Zain launches mobile wallet service in Jordan

Zain Group announced the launch of ‘Zain E-mal’ mobile wallet service, a mobile commerce service delivery platform. Initially launched to Zain customers in Jordan, the company will roll it out across its other Middle East operations during 2011.

Zain is the first mobile operator in the Middle East to launch a mobile commerce service of this magnitude, as ‘Zain E-mal’ gives Zain customers – prepaid and postpaid – an array of tools and solutions for many financial transactions. In the first phase of its launch, they include:

  • Cash-in and Cash-out: Depositing and withdrawing money from their m-wallet
  • Money transfer: Transferring money from one m-wallet to another m-wallet. The receiver could be either registered or non-registered with the service
  • Bill payments: Using the m-wallet to settle any Zain customer bills whether it is their bill or others
  • Airtime top-up: Using the m-wallet to recharge talk time on any Zain customer account

Later development phases of ‘Zain E-mal’ will see the service expand in scope to include payments at shopping outlets, bank transfers and more.

The launch of this service follows on from the successful roll-out of Zain’s ‘Zap’ mobile commerce service across Africa.

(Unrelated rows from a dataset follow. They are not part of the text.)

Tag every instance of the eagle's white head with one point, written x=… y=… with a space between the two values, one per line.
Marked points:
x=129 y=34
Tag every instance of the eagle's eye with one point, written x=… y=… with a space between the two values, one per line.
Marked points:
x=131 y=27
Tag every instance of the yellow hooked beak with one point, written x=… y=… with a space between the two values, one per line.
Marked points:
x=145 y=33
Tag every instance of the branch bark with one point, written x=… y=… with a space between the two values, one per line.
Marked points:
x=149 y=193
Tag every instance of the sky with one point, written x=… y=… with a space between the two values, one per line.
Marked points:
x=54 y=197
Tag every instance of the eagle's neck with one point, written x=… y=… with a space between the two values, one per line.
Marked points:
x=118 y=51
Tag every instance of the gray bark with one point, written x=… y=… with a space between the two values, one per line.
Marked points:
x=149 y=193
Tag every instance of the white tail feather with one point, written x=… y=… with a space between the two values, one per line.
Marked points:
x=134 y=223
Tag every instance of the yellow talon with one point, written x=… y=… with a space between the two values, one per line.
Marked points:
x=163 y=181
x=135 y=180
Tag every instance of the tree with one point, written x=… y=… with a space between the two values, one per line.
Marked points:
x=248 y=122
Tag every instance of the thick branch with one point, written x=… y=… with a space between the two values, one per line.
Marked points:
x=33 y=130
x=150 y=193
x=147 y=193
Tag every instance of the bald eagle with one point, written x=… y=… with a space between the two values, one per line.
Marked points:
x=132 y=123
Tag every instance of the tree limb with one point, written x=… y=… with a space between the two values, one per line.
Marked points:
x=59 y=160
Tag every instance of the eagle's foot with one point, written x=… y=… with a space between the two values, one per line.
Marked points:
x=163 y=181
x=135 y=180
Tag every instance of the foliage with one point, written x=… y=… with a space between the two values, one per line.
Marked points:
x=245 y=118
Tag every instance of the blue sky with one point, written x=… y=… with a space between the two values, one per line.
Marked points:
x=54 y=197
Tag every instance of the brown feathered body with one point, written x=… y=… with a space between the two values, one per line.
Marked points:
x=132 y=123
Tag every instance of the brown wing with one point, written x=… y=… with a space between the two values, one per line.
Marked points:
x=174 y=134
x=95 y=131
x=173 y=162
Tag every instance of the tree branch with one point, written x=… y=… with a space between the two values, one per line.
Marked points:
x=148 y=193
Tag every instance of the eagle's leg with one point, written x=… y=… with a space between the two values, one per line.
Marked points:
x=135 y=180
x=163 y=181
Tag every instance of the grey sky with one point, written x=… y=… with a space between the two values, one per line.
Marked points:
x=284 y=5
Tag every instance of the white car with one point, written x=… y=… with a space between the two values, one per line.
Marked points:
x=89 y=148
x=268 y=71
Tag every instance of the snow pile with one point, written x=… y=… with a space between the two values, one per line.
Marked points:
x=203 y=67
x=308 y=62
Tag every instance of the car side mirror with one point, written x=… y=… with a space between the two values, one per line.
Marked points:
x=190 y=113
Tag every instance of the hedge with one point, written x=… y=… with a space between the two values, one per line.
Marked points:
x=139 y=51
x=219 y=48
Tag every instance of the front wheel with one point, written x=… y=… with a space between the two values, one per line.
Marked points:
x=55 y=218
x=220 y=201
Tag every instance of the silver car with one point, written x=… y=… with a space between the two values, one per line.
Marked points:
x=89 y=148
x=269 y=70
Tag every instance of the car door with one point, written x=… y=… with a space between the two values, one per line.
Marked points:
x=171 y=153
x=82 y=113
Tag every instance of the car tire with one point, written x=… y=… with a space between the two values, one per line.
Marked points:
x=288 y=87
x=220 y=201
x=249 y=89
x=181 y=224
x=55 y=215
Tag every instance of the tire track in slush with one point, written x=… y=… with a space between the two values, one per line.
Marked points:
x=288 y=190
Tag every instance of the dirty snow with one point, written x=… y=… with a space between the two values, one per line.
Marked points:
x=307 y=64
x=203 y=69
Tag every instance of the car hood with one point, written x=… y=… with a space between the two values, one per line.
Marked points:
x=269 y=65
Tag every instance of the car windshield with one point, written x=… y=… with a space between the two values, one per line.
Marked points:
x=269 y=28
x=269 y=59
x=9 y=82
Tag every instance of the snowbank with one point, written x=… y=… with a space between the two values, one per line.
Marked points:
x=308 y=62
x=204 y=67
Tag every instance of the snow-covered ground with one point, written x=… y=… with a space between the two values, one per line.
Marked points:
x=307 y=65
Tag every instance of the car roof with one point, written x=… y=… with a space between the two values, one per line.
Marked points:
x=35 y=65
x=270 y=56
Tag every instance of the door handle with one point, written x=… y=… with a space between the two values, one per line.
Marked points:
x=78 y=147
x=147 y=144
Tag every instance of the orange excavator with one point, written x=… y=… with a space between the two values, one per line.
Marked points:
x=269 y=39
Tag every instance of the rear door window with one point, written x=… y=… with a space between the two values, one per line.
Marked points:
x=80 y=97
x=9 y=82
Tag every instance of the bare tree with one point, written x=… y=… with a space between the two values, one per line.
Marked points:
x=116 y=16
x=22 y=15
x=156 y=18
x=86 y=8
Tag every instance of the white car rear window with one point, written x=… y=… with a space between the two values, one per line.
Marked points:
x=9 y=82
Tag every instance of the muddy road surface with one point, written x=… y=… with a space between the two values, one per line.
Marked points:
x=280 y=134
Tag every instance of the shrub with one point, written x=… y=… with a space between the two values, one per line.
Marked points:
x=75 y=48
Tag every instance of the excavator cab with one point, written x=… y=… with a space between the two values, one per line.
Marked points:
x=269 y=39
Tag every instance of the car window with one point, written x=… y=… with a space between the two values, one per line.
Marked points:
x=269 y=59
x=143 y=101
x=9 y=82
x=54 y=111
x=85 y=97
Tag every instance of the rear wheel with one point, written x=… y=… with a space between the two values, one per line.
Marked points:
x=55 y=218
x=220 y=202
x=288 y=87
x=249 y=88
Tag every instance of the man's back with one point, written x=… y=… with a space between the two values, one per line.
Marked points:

Red Bull Mobile to launch branded reseller in South Africa in Q1

Energy-drinks company Red Bull is set to launch a branded mobile reseller service in South Africa, utilising Cell C’s network. The launch would be the country’s second ‘virtual’ operator behind Virgin Mobile, which also uses Cell C as its infrastructure backbone.

Red Bull Mobile is set to launch in the first quarter and Cell C is understood to be actively courting virtual operators interested in launching in South Africa. Well-placed sources close to Cell C are reported to have said that Red Bull Mobile will offer both voice and wireless broadband services.

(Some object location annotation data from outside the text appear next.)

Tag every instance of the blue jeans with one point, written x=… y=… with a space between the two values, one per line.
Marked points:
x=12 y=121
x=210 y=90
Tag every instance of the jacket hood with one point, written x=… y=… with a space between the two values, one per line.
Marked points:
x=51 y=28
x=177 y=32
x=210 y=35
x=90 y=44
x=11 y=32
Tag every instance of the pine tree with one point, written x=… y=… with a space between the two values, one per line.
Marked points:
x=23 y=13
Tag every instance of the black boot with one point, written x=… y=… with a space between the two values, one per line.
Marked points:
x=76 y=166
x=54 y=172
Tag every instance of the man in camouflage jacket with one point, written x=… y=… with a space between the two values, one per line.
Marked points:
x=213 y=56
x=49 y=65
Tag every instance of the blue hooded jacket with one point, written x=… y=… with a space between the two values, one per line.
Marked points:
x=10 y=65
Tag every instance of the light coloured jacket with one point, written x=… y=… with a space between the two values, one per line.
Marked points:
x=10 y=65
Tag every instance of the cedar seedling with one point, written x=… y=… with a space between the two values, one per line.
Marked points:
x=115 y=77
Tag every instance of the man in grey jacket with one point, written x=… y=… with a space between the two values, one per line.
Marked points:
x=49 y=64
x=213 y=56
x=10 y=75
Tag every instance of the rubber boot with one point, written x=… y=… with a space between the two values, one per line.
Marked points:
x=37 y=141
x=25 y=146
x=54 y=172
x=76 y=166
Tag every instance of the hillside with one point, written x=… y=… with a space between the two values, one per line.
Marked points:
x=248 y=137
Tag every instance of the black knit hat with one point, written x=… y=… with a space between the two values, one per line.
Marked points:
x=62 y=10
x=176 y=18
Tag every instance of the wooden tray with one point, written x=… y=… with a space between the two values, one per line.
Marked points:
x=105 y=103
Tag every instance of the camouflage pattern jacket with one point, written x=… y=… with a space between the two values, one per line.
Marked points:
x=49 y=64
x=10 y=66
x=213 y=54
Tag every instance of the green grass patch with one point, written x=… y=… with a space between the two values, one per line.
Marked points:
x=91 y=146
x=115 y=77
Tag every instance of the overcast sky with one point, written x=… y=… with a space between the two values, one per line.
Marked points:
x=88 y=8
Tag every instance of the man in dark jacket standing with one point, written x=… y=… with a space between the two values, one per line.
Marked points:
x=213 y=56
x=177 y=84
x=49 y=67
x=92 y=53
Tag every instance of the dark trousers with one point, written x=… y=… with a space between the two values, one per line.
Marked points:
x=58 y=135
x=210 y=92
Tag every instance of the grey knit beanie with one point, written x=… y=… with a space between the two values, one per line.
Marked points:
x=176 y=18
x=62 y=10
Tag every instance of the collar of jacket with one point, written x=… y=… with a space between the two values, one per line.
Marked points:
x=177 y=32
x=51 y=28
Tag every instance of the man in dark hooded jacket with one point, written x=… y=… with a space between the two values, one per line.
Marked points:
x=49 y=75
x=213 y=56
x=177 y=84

Unlike Virgin Mobile, Cell C will not hold an equity stake in Red Bull Mobile. Cell C holds a 50 per cent stake in Virgin Mobile South Africa. However, Cell C is in the process of selling its stake in the Virgin Mobile business to mobile distributor Allied Mobile.

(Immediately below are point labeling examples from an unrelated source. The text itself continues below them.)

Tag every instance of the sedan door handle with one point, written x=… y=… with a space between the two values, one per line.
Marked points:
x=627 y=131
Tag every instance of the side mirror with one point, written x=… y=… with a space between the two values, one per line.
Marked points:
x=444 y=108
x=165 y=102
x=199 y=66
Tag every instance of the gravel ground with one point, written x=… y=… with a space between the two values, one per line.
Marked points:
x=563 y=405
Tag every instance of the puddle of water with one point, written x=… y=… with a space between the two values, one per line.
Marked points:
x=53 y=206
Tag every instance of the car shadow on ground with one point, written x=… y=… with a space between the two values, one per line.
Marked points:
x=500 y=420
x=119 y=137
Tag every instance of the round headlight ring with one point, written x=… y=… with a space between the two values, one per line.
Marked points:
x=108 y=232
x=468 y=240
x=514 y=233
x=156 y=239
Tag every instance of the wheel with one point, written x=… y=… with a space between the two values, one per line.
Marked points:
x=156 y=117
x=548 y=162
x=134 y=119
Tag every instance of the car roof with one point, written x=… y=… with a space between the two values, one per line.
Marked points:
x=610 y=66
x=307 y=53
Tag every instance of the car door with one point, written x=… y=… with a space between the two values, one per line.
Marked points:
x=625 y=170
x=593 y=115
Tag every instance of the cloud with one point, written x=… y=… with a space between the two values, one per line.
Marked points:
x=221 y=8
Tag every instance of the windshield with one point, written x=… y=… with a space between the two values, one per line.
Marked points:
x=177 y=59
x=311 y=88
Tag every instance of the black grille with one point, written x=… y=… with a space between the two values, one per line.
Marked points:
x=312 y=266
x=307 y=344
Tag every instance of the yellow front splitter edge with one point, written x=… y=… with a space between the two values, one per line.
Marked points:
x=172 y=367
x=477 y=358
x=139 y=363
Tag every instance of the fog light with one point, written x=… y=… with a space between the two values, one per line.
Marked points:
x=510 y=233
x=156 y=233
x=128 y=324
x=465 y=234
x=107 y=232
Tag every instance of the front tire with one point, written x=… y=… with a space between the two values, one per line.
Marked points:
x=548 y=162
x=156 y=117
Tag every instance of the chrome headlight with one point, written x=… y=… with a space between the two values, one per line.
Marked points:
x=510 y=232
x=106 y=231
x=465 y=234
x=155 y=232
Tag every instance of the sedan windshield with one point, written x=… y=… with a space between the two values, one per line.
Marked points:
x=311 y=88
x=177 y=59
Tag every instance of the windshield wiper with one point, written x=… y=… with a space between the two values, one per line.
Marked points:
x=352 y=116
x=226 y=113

Red Bull has already launched virtual services in Switzerland, Hungary and its home market of Austria and has reportedly signed a deal to launch a similar product in Germany. South Africa will be the first country outside Europe where Red Bull Mobile will be launched.

China Unicom issues profit warning

China Unicom has issued a profits warning statement and has said that it now expects its net profit for 2010 to be more than halved compared to the previous year.

Although the operator’s revenue grew rapidly in 2010, the China Unicom says there is high pressure on its earning in 2010 due to the fast increase of depreciation and amortisation, networks, operations and support expenses, as well as selling expenses, particularly the 3G handset subsidy, in relation to the initial operation stage of the company’s 3G business.

The drop in profits compared to 2009 comes on top of the fact that 2009’s profits were themselves sharply down on 2008, by 73 per cent.

MTN denied 3G concession in Swaziland

MTN has had its application for a 3G licence in Swaziland rejected by the Swaziland Posts and Telecommunications Corporation (SPTC), which also managed the regulatory regime in the country.

SPTC did not say why the licence application was rejected. MTN Swaziland’s CEO, Ambrose Dlamini had said last year that the company was at an advanced stage in negotiations for a 3G licence and had hoped to have it awarded by the end of last year.

MTN has been lobbying for an independent regulator in Swaziland for some years, saying that the combination of telco and regulator causes obvious conflicts of interest. MTN previously dropped its objection to SPTC building a fixed wireless network, in exchange for the government pressing ahead with splitting the phone company from its regulatory role.

SPTC is also the majority shareholder of MTN Swaziland with a 51 per cent stake. Of the remainder, 30 per cent is owned by South Africa’s MTN and 19 per cent by the local Swaziland Empowerment group.